Amazon Labor Union Loses Bid to Represent Workers at Second New York Warehouse – CNET

What’s happening

Amazon workers voted not to join the Amazon Labor Union in an election tallied Monday.

Why it matters

It’s part of a larger organizing effort at Amazon, which saw another Staten Island warehouse vote to unionize earlier this year.

What’s next

The union says it will keep organizing at the warehouse and other Amazon facilities.

Amazon workers voted against union representation at a warehouse in Staten Island, according to a Monday tally, a decisive loss that come a month after a neighboring facility voted to organize.

Workers rejected the Amazon Labor Union, which sought to represent them, with 380 yes votes and 618 no votes. The number of remaining challenged ballots wouldn’t change the outcome if counted, according to the National Labor Relations Board. 

“The organizing will continue at this facility and beyond,” the ALU said in a tweet that acknowledged the defeat. “The fight has just begun.”

Amazon spokesperson Kelly Nantel said in a statement the company is glad the workers’ voices were heard. “We look forward to continuing to work directly together as we strive to make every day better for our employees,” Nantel said. 

The loss came amid a rise in labor organizing around the country. Workers at more than 150 US Starbucks stores have requested union elections, and more than 40 of the coffee chain’s stores have voted to join Workers United. Google Fiber contractors in Missouri signed on in March with the Alphabet Workers Union, an umbrella union representing employees of Google’s parent company. A New York City REI store also organized last month, voting to join the RWDSU as the company’s first unionized retail outlet.

The labor activity comes as corporate employees and hourly workers find themselves with renewed leverage, with workers leaving jobs in what has come to be called the Great Resignation. Employers have offered higher wages and better benefits to blunt the departures. These improvements, however, haven’t satisfied Amazon organizers, who’re demanding better break policies and a reduction in physically demanding quotas that critics blame for the e-commerce giant’s high injury rates.

Progress in unionizing Amazon facilities has been in fits and starts. A month ago the ALU won the right to represent Amazon workers at another Staten Island warehouse, a first for any Amazon facility in the US. But a separate vote rejected unionizing in Alabama though enough challenged votes remain uncounted to potentially change the outcome.

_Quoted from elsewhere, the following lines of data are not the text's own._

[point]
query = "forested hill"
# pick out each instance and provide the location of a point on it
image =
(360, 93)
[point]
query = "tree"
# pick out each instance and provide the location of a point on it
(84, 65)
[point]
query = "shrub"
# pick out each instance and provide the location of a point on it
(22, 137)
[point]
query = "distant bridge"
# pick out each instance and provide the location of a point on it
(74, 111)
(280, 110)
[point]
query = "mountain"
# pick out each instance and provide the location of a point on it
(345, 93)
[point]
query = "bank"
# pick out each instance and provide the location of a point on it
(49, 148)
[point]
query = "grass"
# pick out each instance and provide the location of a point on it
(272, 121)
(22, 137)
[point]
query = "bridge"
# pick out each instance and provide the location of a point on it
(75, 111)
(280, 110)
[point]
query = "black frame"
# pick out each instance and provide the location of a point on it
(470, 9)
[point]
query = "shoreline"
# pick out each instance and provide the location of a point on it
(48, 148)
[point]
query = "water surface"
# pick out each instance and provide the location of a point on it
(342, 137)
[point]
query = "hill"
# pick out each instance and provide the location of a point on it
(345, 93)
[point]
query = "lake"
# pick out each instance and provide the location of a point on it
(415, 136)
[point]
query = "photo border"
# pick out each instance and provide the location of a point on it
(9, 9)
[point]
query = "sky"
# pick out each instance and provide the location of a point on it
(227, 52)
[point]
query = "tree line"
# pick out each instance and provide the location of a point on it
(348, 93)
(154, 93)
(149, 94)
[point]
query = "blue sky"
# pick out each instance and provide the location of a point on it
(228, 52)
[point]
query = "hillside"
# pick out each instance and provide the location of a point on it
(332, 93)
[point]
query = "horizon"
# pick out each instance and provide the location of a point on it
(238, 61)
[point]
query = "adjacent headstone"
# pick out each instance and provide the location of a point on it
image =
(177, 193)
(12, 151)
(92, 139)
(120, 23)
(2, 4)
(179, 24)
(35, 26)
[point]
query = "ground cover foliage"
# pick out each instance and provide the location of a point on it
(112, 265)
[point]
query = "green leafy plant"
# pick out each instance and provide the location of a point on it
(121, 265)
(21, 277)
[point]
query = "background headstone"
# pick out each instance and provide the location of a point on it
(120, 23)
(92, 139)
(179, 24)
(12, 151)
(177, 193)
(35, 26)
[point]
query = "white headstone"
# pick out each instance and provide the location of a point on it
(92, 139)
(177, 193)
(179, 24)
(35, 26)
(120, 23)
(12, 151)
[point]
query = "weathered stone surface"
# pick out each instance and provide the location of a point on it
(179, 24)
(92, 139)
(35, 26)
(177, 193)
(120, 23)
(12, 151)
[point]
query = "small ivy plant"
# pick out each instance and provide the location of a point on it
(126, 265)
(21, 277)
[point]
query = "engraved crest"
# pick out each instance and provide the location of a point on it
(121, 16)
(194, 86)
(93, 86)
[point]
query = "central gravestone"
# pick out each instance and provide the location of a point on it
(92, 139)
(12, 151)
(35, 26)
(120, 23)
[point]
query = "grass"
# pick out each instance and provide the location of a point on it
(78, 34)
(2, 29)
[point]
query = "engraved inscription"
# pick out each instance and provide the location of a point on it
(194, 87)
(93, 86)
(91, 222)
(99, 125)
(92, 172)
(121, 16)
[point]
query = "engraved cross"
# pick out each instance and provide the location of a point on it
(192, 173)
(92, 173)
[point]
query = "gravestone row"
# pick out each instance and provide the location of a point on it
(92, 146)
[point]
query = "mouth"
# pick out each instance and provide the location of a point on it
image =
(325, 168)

Amazon has seen a rise in labor organizing activity over the past two years. The ALU was formed by Staten Island workers who walked out over COVID-19 protections in 2020. Separately, Amazon workers at a warehouse in Bessemer, Alabama, have voted twice on the question of whether to join the Retail, Wholesale and Department Store Union.

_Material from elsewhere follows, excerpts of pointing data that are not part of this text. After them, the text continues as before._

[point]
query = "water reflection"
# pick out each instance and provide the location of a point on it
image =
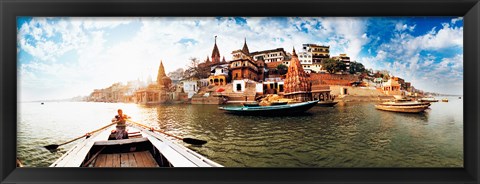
(347, 135)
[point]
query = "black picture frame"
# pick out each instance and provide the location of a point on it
(10, 9)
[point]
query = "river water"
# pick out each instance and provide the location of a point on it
(347, 135)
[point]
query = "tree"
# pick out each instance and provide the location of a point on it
(356, 67)
(333, 66)
(282, 69)
(196, 70)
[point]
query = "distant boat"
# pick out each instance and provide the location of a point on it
(327, 103)
(278, 103)
(405, 107)
(427, 100)
(405, 103)
(251, 104)
(273, 110)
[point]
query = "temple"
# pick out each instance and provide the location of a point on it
(158, 92)
(297, 85)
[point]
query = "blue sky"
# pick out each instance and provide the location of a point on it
(62, 57)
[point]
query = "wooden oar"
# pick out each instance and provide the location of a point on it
(185, 140)
(55, 146)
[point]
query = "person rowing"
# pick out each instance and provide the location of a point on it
(120, 119)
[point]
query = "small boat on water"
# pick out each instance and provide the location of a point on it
(278, 103)
(327, 103)
(256, 104)
(143, 148)
(251, 104)
(428, 100)
(402, 108)
(273, 110)
(405, 103)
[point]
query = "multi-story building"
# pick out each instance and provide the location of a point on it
(268, 56)
(344, 58)
(311, 57)
(318, 52)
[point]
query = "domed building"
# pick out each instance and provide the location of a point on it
(158, 92)
(163, 81)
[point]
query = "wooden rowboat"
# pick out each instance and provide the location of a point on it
(143, 148)
(406, 103)
(326, 103)
(405, 109)
(273, 110)
(427, 100)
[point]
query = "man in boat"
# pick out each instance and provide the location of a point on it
(120, 119)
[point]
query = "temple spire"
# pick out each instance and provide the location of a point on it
(245, 47)
(161, 72)
(296, 79)
(215, 52)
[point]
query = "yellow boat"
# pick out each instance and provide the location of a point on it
(402, 108)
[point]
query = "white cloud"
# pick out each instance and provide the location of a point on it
(403, 58)
(79, 54)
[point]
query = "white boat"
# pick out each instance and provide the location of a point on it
(143, 148)
(430, 99)
(404, 109)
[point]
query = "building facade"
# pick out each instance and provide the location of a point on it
(343, 58)
(297, 84)
(268, 56)
(158, 92)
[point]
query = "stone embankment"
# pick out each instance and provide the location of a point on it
(358, 94)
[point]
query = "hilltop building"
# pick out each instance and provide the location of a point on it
(297, 84)
(268, 56)
(344, 58)
(158, 92)
(244, 67)
(219, 70)
(318, 52)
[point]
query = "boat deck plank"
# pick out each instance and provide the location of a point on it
(100, 161)
(132, 159)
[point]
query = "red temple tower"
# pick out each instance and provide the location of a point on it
(297, 85)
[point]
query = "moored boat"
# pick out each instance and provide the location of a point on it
(427, 100)
(143, 148)
(274, 110)
(400, 108)
(251, 104)
(405, 103)
(278, 103)
(327, 103)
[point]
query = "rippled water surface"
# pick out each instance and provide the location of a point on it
(347, 135)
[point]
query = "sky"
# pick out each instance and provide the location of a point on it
(64, 57)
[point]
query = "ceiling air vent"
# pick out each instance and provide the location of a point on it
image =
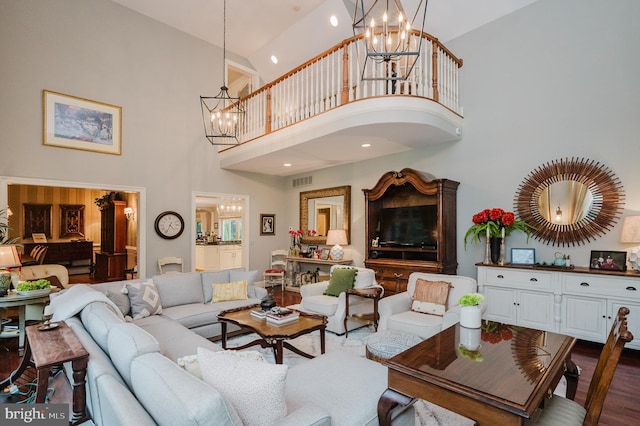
(303, 181)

Other Amazon labor groups have skipped union elections and opted instead to make collective demands for higher wages, more paid sick time and the right to carry phones at work in case of emergencies.

Amazon told its workers at the second Staten Island facility that unions get in the way of communication between workers and their managers. The company has hired anti-union consultants and held “captive audience” meetings, or mandatory gatherings at which paid persuaders argue against the unions at the warehouses where organizing drives have taken place.